PDA

View Full Version : Molding planes



phil harold
07-12-2015, 7:17 AM
I have a selection of wooden molding planes; Bead and quirk, window mullion profile, Table top edge,double bead, and a section of round and hollows
How do i tune them up?
I sharpened a few of them but they seem just to want to jamb up with wood shavings
Any help would be appreciated
Thanks

Jim Koepke
07-12-2015, 10:49 AM
Howdy Phil,

Hopefully someone with more experience than me will help us on this. I am just now starting to learn about these wonderful tools.

Some of the things that have helped me include the wedge working somewhat like a chip breaker in how it has to seat. More against the plane body than the blade. If there is a gap between the wedge and the side of the blade bedding shavings can catch and clog the action. The ones of mine that work the best taper down to almost nothing where they rest on the inside of the plane.

With Beading planes, all cutting parts of the blade have to be outside of the boxing. If you site down the plane and can not see the blade, it will not cut there.

One of my old molding planes looks like it was modified at the side of the mouth. Shavings always collect where some wood was removed. Not sure if gluing a piece of veneer might help.

The blades tend to have beveled edges. On some blades it will help to hone the sides.

jtk

Tom M King
07-12-2015, 11:22 AM
Maybe you're trying to take shavings too thick-a bunch of different possibilities, but a super sharp iron taking a thin bite solves all sorts of problems.

Keith Miguel
07-12-2015, 11:56 AM
Well my friend I would encourage you to to the following:

1. By all means obtain a copy of " Restoring, Tuning classic Woodworking Tools" by Micheal Dunbar . I cant overemphasize the importance of this book

2. Take great pains to make sure your plane iron is sharp

3. Try taking lighter cuts with your plane

4. Clear your shavings every pass or so. You can use a little pointy stick of wood to remove jammed shavings

5. Perhaps a little wax in the throat may help (I haven't tried that on myself but it may work)

Hope this helps

Jim Koepke
07-12-2015, 2:32 PM
A quick search on > molding plane tune up < found a lot of articles.

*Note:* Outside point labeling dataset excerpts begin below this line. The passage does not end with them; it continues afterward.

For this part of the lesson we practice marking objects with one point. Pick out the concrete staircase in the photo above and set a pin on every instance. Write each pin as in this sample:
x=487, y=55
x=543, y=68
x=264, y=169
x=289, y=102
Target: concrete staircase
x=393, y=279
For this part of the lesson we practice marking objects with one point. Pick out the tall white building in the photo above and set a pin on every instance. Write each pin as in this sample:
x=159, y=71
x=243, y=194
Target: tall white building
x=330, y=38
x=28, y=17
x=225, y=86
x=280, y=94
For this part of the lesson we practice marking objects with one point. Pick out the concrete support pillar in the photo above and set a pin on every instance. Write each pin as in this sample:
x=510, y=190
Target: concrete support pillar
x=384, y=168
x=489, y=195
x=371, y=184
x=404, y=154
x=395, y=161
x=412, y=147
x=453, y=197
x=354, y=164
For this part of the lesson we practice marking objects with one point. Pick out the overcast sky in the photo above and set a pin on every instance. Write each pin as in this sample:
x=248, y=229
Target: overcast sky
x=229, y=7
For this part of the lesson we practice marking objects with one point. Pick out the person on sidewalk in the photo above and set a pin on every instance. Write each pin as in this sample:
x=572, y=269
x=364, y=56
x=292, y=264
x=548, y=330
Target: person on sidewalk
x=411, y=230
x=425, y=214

I know I don't know much when just reading a few sentences from some of these tells me something previously not known.

jtk

Mike Allen1010
07-12-2015, 9:45 PM
Steve, I really struggle to get good shavings and clean molding profiles with my old molding planes too - especially with difficult grain. Most of the videos I've seen always use strain grained, relatively soft woods.

Best tip for me is carefully shaping, sharpening irons to exactly match the sole profiles. Dowels wrapped in abrasives worked best for me to get irons sharpened into appropriate shapes.

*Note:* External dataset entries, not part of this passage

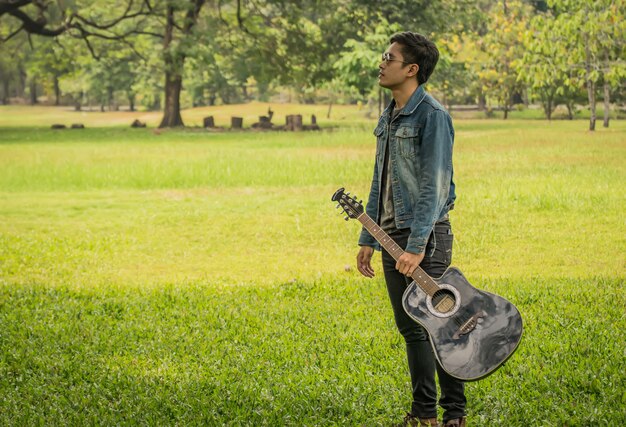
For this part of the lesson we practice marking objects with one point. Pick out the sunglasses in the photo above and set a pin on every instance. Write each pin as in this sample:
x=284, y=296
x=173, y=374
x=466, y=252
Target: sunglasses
x=386, y=58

That said, I can see why guys spend big bucks and time on the waiting list to buy new molding planes with quality irons already shaped\honed to the sole profile. I don't know much about metal working and don't really enjoy it, but building my own molding planes with new irons (which I believe are available untempered from Lee Valley?), is the one thing that would motivate me to try the iron heating\cooling voodoo that guys like George know all about.

Best, Mike

Tom M King
07-12-2015, 10:03 PM
I use sharpening film and drill bit shanks sometimes to get the right radius. I probably have a couple of hundred, and every one except for one of the ones that came from the UK works just fine. I was careful not to buy pitted irons. The one that didn't work so well was a round that chattered. It had a replacement wedge, and I just bought another one at auction of the same size that works fine. I polish the backs of the irons on Diamond Lapping Film. Average price I paid was probably between 15 and 20 bucks. I quit buying them from the U.S. because they all looked like they had lived in a barn for a century, and needed too much work. There are a few sellers from the UK that know how to find ones that work well to start with, and I don't think they spend any time tuning them for the prices they sell for. Super sharp jumps right over other issues.

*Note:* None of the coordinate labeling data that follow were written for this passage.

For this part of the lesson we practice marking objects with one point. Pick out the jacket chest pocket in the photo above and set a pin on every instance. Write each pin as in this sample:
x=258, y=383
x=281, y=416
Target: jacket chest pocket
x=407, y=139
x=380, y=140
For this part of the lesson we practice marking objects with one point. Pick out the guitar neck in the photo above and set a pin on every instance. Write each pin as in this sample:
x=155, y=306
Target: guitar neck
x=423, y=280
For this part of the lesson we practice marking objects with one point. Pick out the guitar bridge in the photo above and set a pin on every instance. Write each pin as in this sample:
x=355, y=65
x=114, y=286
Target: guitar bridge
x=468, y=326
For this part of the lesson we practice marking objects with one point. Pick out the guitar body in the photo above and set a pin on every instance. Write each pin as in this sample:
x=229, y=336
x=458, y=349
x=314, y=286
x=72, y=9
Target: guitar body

You do have to chose the right piece of wood. The grain cannot be going back down in the board. Straight grain, or coming up out of the board in the direction of the cut is almost mandatory.

I've been able to find sash planes that come close enough to exactly matching old window sash when I have just a few to make that were useable with only sharpening from the UK too. Shipping is of course more, but not that bad even since the shipping cost has gone up. Small packet shipping is often as much or little more than the plane, but still cheap for what you get. Here's one I bought not long ago that is a perfect match for what I need to make: cost to win auction $17.88 and shipping 19.23. That's double of triple what shipping was a few years ago, but I'm still glad to get what I need for that price. http://www.ebay.com/itm/Good-sash-ovolo-moulding-plane-by-King-Company-Hull-/351414424368?ssPageName=STRK%3AMEBIDX%3AIT&_trksid=p2047675.l2557&nma=true&si=GUuFltvwz7UAtaNiaFWOthHV9IQ%253D&orig_cvip=true&rt=nc

I don't care who made them, or when they were made. I just need something I can use.